Greg: I'll catch you on AIM at some point (when I get back my computer, that is). ;) I find the whole idea very fascinating, and of course... bright minds think alike (don't they say that, or something to that end? :P)

Damien: The signed copies I saw, where 'hybrids'. The artist, apart from the signature, had also completed the paintings above the canvas. So each copy WAS unique in fact... Of course, I do think you are right, that it's the signature that couts, along with the certificate which mentions that you are truly the owner of 25/120 Numbered copy of the said work. Other wise it's useless! As is every piece of art actually. Without the certificate, it's quite useless, unless I know wrong...  :-\

What Radiohead and NIN did, was based on their fan base and is a marketing "trick", if you like, or a scheme anyways (which I supported fully, since I got 2 copies of the Radiohead box set, not one). But still it remains... un-artistic since it is relied fully on the fan base and does not deal with the art itself but only the 'exporting' method.

Simmilarly to JMJ. He is... ultra-famous. Does not need anything else but his name and a unique copy to hit a single vinyl at a price of 13,000 euros (I think, it's been a while since I checked on the current price of that copy).

passer-by

You can't say "this is a lily drawed by dead artist 1 repainted by artist alive 1 and coloured by artist alive 2. It is not a children's drawing book. For music, you can, though. "This is a piece from dead composer 1, played by alive musician 1 and sang by alive singer 1" and change the alive artists' names at will.

Paintings can't be reproduced for real. By hand, I mean. This is why the original is so expensive. When the painter dies, all that remains is a canvas with a given life span. Music, I don't know. Theoretically, it can be reproduced. If what they say about different musicians giving different "feeling" to some music piece, then it can't be reproduced. But then we'd have to define a price for each guitarist, pianist, drummist, saxophonist etc etc, or for combination of player with singer and different singers etc.

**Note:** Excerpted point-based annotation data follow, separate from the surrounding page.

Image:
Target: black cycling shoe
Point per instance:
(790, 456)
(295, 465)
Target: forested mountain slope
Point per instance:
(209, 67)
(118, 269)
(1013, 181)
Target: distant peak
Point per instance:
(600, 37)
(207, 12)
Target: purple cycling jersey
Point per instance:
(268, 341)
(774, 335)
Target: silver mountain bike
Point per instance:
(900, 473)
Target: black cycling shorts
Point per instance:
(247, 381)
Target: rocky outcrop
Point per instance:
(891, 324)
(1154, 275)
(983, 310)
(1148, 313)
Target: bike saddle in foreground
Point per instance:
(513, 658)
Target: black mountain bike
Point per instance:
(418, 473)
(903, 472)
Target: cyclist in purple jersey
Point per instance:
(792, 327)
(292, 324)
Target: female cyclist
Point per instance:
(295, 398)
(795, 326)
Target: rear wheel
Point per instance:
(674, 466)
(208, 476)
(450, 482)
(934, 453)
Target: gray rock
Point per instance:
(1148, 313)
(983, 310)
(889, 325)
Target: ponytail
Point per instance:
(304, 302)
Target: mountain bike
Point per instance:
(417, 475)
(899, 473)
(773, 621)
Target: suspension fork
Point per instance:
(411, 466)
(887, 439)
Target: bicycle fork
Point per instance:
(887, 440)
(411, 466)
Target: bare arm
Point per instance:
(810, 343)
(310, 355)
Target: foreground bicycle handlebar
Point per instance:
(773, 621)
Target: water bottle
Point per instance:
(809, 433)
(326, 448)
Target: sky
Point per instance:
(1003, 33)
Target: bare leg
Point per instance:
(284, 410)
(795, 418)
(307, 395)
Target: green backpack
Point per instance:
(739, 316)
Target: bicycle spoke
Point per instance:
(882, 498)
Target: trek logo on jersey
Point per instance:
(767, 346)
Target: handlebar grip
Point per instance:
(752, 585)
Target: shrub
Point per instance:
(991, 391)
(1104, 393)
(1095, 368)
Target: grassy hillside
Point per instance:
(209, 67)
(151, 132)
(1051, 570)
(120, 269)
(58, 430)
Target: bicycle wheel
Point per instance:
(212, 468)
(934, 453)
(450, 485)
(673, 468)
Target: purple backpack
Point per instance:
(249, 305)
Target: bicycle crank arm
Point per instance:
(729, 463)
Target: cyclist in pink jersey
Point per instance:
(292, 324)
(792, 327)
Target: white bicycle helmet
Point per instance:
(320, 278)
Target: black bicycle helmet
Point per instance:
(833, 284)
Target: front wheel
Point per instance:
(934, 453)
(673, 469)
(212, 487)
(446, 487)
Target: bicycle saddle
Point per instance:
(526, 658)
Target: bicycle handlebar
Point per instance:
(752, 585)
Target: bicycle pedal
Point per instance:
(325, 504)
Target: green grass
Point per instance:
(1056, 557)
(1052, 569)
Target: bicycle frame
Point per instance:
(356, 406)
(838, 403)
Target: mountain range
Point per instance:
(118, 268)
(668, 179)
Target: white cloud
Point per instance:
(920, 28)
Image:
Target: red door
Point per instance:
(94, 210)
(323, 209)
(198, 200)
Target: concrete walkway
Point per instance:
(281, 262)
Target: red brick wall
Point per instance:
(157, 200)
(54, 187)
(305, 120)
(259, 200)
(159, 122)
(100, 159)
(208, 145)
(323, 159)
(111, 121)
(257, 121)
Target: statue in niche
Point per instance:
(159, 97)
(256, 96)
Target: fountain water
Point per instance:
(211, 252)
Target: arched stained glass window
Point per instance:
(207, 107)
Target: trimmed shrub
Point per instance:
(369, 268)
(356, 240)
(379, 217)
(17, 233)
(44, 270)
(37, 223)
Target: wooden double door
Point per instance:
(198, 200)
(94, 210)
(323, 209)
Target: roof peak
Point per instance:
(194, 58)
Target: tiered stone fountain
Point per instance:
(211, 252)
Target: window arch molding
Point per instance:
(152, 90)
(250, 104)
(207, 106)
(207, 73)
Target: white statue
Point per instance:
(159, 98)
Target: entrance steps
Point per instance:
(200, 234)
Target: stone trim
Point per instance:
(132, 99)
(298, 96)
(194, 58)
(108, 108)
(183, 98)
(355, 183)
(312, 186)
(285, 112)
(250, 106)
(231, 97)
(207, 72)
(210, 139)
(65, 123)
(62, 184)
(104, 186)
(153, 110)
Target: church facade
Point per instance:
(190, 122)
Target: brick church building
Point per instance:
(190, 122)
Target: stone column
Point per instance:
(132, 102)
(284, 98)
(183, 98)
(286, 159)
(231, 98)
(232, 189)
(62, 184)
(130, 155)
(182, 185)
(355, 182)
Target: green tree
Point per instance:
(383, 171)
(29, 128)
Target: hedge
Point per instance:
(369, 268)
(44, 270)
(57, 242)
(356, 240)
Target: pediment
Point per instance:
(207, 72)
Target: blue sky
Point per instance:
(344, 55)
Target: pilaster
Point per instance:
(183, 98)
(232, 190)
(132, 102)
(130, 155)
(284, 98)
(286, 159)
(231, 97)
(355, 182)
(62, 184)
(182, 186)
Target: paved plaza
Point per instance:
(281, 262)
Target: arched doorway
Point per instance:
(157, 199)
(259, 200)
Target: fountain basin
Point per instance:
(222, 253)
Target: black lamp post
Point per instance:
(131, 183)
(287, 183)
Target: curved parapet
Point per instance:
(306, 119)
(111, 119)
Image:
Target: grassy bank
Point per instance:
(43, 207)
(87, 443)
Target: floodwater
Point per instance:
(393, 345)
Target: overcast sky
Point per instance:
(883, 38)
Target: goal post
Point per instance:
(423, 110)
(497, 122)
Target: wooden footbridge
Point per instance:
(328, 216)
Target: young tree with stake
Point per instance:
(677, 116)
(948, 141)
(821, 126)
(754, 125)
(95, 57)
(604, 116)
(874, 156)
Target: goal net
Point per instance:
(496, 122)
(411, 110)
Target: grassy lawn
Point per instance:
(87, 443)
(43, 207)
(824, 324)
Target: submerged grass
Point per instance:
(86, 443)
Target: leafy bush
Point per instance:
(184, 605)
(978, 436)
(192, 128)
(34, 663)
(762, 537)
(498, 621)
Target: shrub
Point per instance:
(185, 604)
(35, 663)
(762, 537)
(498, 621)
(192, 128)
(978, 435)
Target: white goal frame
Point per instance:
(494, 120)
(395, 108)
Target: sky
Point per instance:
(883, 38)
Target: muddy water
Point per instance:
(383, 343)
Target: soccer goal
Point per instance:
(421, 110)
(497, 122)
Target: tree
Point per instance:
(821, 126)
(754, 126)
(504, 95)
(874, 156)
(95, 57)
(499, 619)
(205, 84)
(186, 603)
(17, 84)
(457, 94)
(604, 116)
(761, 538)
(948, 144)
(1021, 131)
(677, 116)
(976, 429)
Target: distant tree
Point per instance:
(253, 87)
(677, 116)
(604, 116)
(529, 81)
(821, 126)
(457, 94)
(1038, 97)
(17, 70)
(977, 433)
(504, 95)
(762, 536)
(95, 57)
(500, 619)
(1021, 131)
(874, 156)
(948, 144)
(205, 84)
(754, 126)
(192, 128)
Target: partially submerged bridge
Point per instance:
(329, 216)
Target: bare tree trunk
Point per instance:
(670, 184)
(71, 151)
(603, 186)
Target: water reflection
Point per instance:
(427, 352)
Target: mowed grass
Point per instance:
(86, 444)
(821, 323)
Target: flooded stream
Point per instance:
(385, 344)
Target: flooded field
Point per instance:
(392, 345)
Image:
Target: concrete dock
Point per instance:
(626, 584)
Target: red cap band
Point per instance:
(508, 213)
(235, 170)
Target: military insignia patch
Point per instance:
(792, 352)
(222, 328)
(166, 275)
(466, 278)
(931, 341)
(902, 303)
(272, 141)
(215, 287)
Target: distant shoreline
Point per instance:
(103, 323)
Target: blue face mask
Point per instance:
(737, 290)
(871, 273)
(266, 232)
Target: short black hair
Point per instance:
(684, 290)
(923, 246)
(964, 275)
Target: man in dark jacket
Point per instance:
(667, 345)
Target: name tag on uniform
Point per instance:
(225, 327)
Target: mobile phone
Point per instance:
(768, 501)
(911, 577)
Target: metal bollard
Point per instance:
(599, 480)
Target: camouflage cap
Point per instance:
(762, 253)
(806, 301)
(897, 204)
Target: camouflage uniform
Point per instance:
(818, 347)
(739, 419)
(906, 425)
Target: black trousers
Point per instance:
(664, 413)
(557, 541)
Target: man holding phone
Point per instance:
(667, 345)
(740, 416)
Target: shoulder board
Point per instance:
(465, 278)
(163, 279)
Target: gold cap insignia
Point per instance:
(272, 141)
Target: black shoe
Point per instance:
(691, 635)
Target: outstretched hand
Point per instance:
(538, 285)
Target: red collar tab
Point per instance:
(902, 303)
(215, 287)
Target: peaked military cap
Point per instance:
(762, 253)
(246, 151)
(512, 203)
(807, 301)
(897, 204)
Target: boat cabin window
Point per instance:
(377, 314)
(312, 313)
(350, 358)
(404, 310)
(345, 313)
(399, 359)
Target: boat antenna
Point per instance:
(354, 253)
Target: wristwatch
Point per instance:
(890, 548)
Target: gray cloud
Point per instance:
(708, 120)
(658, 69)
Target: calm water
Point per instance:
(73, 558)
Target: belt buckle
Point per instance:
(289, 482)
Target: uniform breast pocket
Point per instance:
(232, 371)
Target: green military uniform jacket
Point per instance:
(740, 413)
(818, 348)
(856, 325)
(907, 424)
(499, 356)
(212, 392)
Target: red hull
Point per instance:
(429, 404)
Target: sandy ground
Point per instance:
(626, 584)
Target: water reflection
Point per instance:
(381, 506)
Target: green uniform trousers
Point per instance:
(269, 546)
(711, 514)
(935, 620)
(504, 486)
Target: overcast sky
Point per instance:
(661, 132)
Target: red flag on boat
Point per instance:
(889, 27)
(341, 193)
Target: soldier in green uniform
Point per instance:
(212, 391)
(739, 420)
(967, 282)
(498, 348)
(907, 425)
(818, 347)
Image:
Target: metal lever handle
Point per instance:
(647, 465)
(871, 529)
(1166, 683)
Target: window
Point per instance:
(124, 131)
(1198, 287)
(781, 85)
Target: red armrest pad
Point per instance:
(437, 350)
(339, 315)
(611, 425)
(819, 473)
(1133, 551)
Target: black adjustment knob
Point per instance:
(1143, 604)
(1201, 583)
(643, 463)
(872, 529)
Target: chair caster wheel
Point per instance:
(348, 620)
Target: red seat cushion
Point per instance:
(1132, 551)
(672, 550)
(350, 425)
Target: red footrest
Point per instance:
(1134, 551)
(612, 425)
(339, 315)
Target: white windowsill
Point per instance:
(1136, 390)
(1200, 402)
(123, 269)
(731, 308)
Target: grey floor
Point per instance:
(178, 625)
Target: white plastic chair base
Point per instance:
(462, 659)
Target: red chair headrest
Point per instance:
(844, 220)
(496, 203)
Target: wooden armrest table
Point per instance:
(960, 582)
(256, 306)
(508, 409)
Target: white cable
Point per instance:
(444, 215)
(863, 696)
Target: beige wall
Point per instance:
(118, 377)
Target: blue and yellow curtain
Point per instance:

Could drive art amateurs mad, if you ask me.

A piece of music is really unique when presented on stage. At a concert, at the theater, in an opera.  This experience is always more expensive than vinyl or CD, which brings some kind of balance.

As for copies, if people want to dedicate a lifetime's work to only one pair of ears or eyes for a large amount of money and the rest of the world knows this work by reputation only...then what can I say.